In 7th grade, the bullying got worse. I was teased for being fat and for liking *NSYNC and Hanson. What is wrong with people?! I started getting stress migraines. It got to the point where I was taking more Advil and other pills. At one point, I downed so many pills because I just wanted the pain to go away — all of it. I was too much of a coward to slit my wrists, so I chose a route that wouldn’t leave a mark. At that point, I was tired of living. It didn’t work; in fact, I only felt a little disoriented. I felt like a failure because I couldn’t even off myself properly.

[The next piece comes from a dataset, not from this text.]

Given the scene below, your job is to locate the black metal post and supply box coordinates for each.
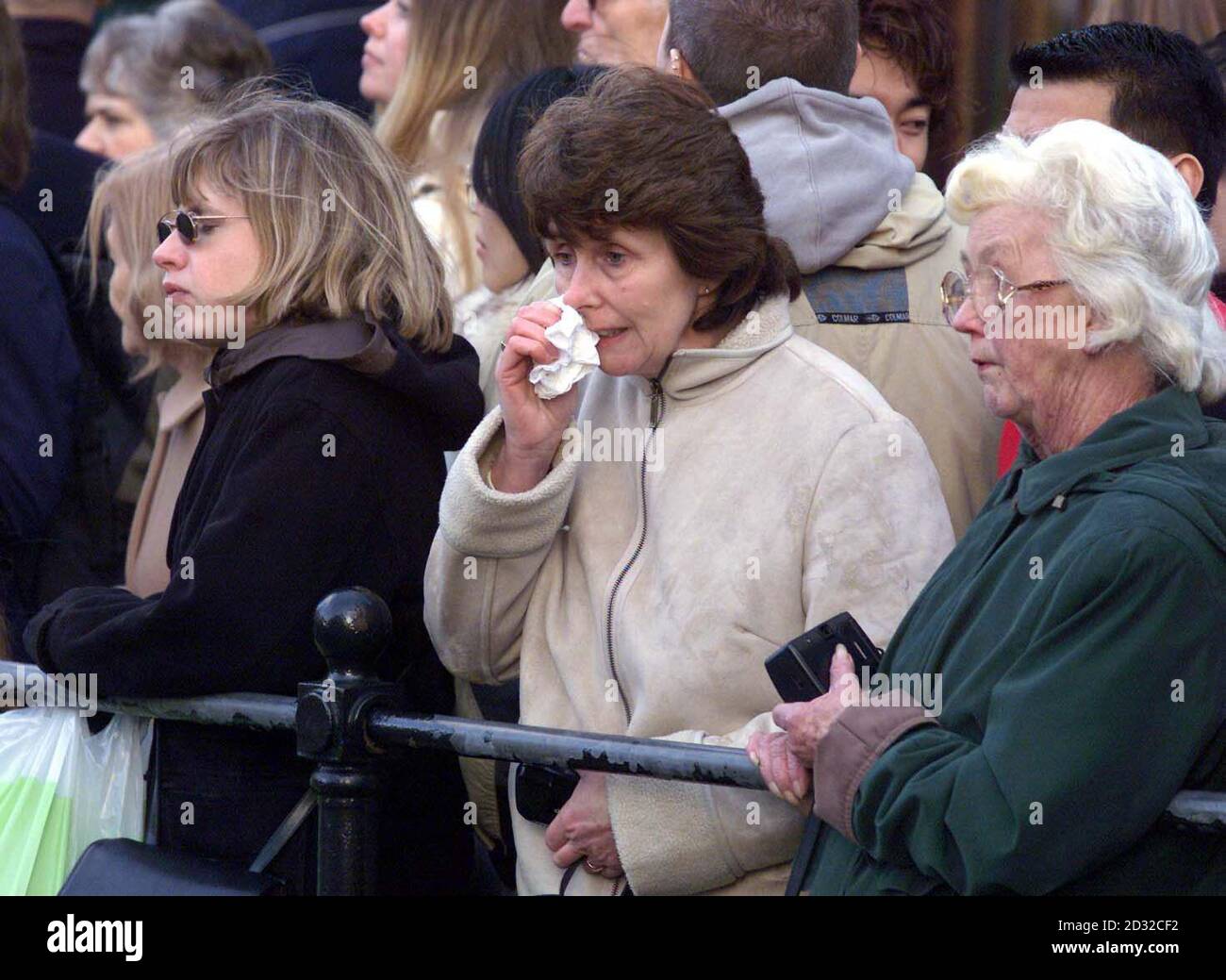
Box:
[297,589,400,895]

I’m grateful I overcame it all. I still have moments where my culture’s bluntness gets to me, or I don’t feel good about my physical appearance. Still, I feel better about myself than I ever did in my adolescence.
Five years ago I started a blog chronicling my outfits, and it’s still going strong. At first, I started it because I’d lost a bunch of weight and felt very confident in myself because I looked good on the outside. But I only lost the weight because I was on medication to help get rid of a stress induced virus, and its side effects included loss of appetite.
I managed to keep the weight off until I fell in love for the first time, and then I got my heart broken. I’ve been dealing with the ups and downs of my body, but I’ve come to realize I’m worth more than my weight. I’m not ugly because I’m fat. In fact, I’m not ugly at all. I’m fucking gorgeous, and damn anyone who tries to make me feel otherwise.